Chance auf Schirm erhalten

Marcus

Hatzfeld. Die Stadt Hatzfeld hält sich die Möglichkeit offen, den kommunalen Schutzschirm des Landes Hessen in Anspruch zu nehmen. Das Parlament hat den Magistrat einstimmig beauftragt, einen Antrag auf Aufnahme in das Rettungsprogramm zu stellen. Da dieser bis zum 29. Juni eingereicht werden muss, war die Parlamentssitzung am Donnerstagabend außerplanmäßig einberufen worden.

Die Entscheidung der Stadtverordneten bedeutet noch nicht endgültig, dass Hatzfeld tatsächlich unter den Rettungsschirm kommt. Zum einen könnte sich das Parlament bis November/Dezember noch dagegen entscheiden. Zum anderen könnte es auch sein, dass die Stadt die Kriterien des Landes gar nicht mehr erfüllt, dass es ihr also finanziell zu gut geht. Nach dem guten Haushaltsjahr 2011 könne das durchaus sein, sagte Werner Keller (CDU).

Trotz des einstimmigen Beschlusses gab es auch kritische Stimmen am Donnerstagabend im Gasthaus „Zum Edertal“ in Reddighausen. „Wir müssen uns ganz klar vor Augen führen, was dann noch möglich ist beziehungsweise eben nicht mehr“, sagte Eckard Zissel (BL Holzhausen). Da mit dem Schutzschirm nicht nur eine Übernahme von Darlehen durch das Land verbunden ist, sondern auch eine Schuldenbremse, stünden damit auch die freiwilligen Leistungen – derzeit 180 000 Euro im Jahr – in Frage. „Können wir dann zum Beispiel noch einen Zuschuss an soziale Einrichtungen zahlen“, fragte Zissel.

„Wir werden verschaukelt“

Auch Bürgermeister Uwe Ermisch steht dem Kommunalen Schutzschirm des Landes kritisch gegenüber und stellte das ganze System in Frage: „Es ist eine Riesensauerei, dass das Land den Kommunen jedes Jahr 344 Millionen Euro aus dem Kommunalen Finanzausgleich entzieht und auf der anderen Seite so ein Bonbon vorsetzt. Aus Sicht des Finanzministers ist das ein gutes Tauschgeschäft auf Kosten der Kommunen“, sagte der SPD-Mann. „Wir werden verschaukelt.“ Ginge es nach Ermisch, sollten die Kommunen erstmal das Geld bekommen, das ihnen zustehe.
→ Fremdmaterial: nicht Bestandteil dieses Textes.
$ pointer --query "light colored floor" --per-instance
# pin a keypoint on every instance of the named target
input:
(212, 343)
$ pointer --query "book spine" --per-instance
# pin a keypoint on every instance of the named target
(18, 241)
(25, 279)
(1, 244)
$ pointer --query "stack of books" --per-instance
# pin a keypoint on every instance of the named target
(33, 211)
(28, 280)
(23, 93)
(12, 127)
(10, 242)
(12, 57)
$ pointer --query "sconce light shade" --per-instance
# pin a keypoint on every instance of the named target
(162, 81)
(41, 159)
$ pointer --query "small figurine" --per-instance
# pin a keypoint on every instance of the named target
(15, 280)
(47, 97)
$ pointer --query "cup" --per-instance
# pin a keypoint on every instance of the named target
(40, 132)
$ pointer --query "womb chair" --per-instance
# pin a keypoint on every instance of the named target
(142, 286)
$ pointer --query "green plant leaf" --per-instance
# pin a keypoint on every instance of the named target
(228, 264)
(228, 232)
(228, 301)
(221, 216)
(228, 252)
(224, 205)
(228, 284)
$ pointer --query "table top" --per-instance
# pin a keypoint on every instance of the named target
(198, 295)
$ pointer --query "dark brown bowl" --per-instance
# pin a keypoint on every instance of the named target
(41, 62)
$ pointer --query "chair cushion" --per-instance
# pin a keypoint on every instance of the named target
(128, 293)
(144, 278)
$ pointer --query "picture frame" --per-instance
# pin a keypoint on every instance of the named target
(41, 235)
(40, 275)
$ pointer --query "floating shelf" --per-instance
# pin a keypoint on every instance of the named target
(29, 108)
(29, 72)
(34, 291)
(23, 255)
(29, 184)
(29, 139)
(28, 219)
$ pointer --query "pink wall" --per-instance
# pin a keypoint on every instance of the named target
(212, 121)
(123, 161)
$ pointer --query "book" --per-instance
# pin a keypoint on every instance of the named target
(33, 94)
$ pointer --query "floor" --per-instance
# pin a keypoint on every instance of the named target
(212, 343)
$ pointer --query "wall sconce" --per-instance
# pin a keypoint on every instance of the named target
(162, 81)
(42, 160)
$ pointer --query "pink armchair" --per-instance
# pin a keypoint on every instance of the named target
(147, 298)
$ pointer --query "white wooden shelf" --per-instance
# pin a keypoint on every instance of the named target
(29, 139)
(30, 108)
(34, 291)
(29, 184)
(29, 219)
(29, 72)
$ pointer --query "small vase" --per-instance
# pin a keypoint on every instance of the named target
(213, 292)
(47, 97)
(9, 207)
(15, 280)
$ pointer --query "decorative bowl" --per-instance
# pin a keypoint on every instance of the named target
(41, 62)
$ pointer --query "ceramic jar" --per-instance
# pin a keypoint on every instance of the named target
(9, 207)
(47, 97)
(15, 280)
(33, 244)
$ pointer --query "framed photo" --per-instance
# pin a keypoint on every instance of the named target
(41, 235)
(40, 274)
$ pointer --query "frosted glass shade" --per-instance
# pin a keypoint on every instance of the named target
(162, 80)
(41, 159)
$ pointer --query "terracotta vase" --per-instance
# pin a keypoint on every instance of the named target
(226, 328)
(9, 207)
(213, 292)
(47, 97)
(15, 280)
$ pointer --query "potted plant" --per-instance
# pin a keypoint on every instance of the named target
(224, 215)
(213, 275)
Marcus Bettelhäuser (BL Reddighausen) widersprach dem Bürgermeister: „Es bringt nichts, auf den Kommunalen Finanzausgleich zu schimpfen. Wir sollten die Chance zur Entschuldung nutzen und nicht kategorisch ablehnen.“ Wie berichtet, liegen die Schulden der Stadt bei rund 4,2 Millionen Euro. Durch den Rettungsschirm könnte sie mit einer Entschuldungshilfe von 2,4 Mio. rechnen.